Il settore si trova ora in una fase di consolidamento, specializzazione e riposizionamento tecnologico. I nuovi ingressi sul mercato sono ampiamente compensati dalle uscite (liquidazioni, fusioni o riposizionamenti strategici).
Gli autori del rapporto segnalano un’evoluzione significativa del panorama fintech svizzero sul piano tecnologico. Nel 2025, oltre un terzo (35%) delle società operava nella categoria "analisi dei dati, big data e intelligenza artificiale", contro il 28% dell’anno precedente. Per la prima volta, questa categoria si afferma come la più rilevante, superando la tecnologia del registro distribuito (34%) e la "digitalizzazione dei processi, automazione e robotica" (31%). L’espansione dell’IA motiva la creazione di nuove imprese, ma anche il riposizionamento tecnologico di società consolidate verso applicazioni basate sull’analisi dei dati.

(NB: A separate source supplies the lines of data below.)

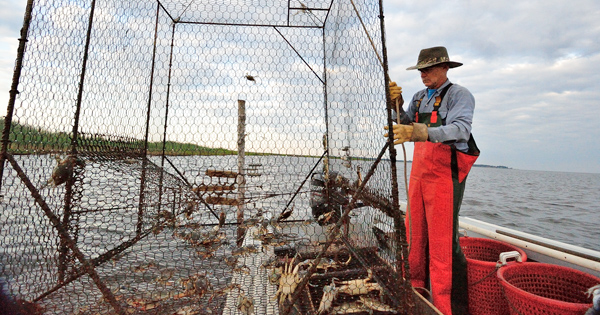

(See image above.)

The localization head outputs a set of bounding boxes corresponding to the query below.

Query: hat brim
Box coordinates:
[406,61,462,70]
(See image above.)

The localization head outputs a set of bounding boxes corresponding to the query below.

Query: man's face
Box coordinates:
[419,64,448,89]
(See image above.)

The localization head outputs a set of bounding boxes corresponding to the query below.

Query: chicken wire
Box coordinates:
[0,0,412,314]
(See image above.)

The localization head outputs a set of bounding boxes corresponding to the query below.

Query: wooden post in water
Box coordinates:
[236,100,246,246]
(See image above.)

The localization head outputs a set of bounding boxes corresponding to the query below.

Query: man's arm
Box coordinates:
[427,84,475,144]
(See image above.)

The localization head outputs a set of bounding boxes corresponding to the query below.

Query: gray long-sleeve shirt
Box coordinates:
[400,80,475,152]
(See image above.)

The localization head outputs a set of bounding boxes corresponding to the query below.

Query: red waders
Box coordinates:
[406,87,479,315]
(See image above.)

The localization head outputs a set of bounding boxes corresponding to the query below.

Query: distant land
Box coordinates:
[390,158,512,170]
[473,164,512,169]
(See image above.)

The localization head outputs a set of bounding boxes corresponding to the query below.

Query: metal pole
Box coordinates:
[136,2,160,234]
[378,0,415,314]
[0,0,33,201]
[236,100,246,246]
[158,23,177,211]
[58,0,96,283]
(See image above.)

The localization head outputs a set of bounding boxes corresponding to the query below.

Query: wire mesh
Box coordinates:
[0,0,411,314]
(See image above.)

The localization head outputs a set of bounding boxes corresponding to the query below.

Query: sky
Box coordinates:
[0,0,600,173]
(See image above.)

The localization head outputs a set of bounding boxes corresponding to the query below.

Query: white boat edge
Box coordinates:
[459,216,600,277]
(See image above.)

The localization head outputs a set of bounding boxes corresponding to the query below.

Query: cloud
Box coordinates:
[0,0,600,173]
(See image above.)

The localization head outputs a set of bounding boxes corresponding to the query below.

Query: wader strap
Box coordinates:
[415,83,452,125]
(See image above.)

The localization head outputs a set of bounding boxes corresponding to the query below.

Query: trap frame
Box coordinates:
[0,0,415,314]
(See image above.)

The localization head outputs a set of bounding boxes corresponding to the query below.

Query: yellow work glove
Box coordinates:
[384,123,429,144]
[390,82,402,101]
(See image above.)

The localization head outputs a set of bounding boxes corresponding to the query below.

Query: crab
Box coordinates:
[317,278,338,314]
[275,256,301,305]
[338,269,382,296]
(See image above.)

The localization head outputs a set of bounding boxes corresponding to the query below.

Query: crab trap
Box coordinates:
[0,0,432,314]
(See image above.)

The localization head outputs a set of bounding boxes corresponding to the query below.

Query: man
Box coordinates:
[386,47,479,315]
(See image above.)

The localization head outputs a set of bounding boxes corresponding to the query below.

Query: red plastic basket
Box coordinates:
[460,237,527,315]
[498,263,600,315]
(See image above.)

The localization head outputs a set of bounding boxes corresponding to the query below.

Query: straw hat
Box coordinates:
[406,46,462,70]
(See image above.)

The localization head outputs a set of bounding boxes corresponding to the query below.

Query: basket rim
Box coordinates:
[496,262,600,309]
[459,236,527,266]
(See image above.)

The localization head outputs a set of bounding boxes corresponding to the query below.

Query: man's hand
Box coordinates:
[384,123,429,144]
[390,82,402,101]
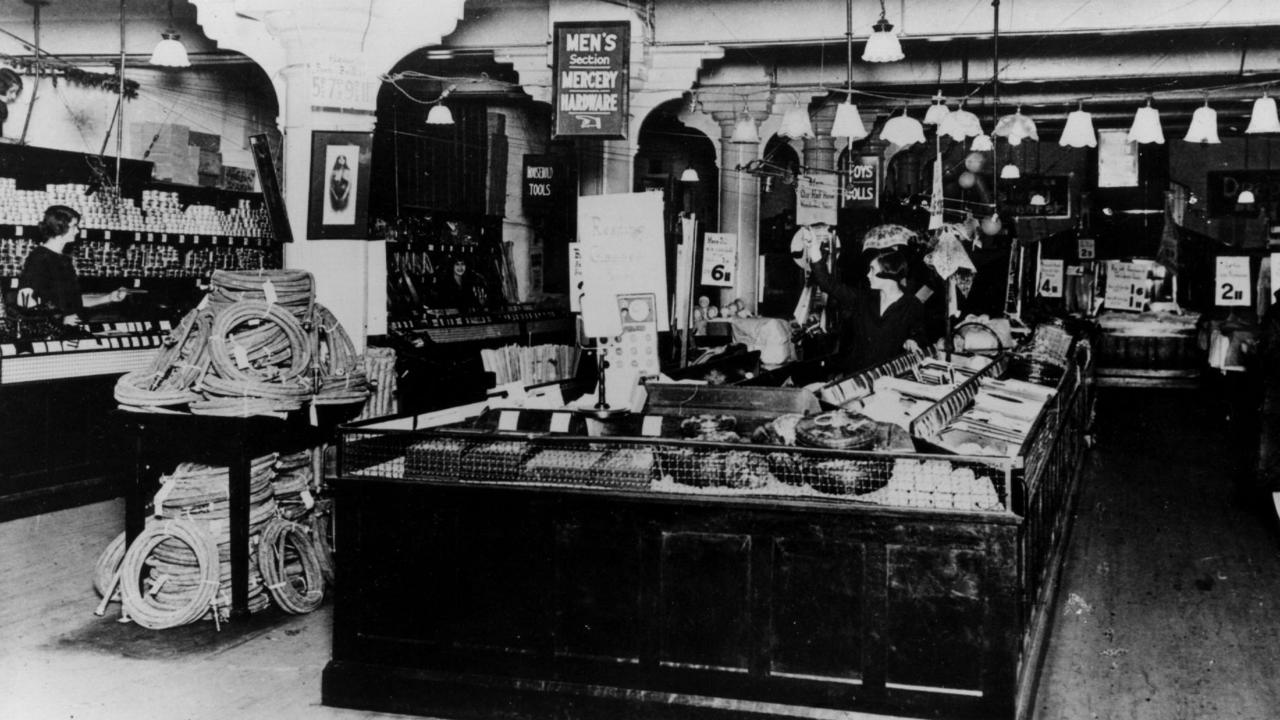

Inoltre, l’infrastruttura bancaria si posiziona al primo posto tra i settori di attività della fintech svizzera. Nel 2025, costituiva il 39% di tutti i segmenti, rispetto al 36% dell’anno precedente, seguita dalla gestione patrimoniale (37%, contro il 39% nel 2024).
La fintech svizzera rimane principalmente orientata a clienti istituzionali e mercati internazionali. Il software come servizio (SaaS) rappresenta il principale modello di monetizzazione tra le aziende del settore.
A livello internazionale, Ginevra e Zurigo si confermano tra i principali poli mondiali della fintech, dopo Singapore. Tuttavia, l’attività di venture capital appare meno intensa rispetto agli anni precedenti, una tendenza osservata anche a livello globale.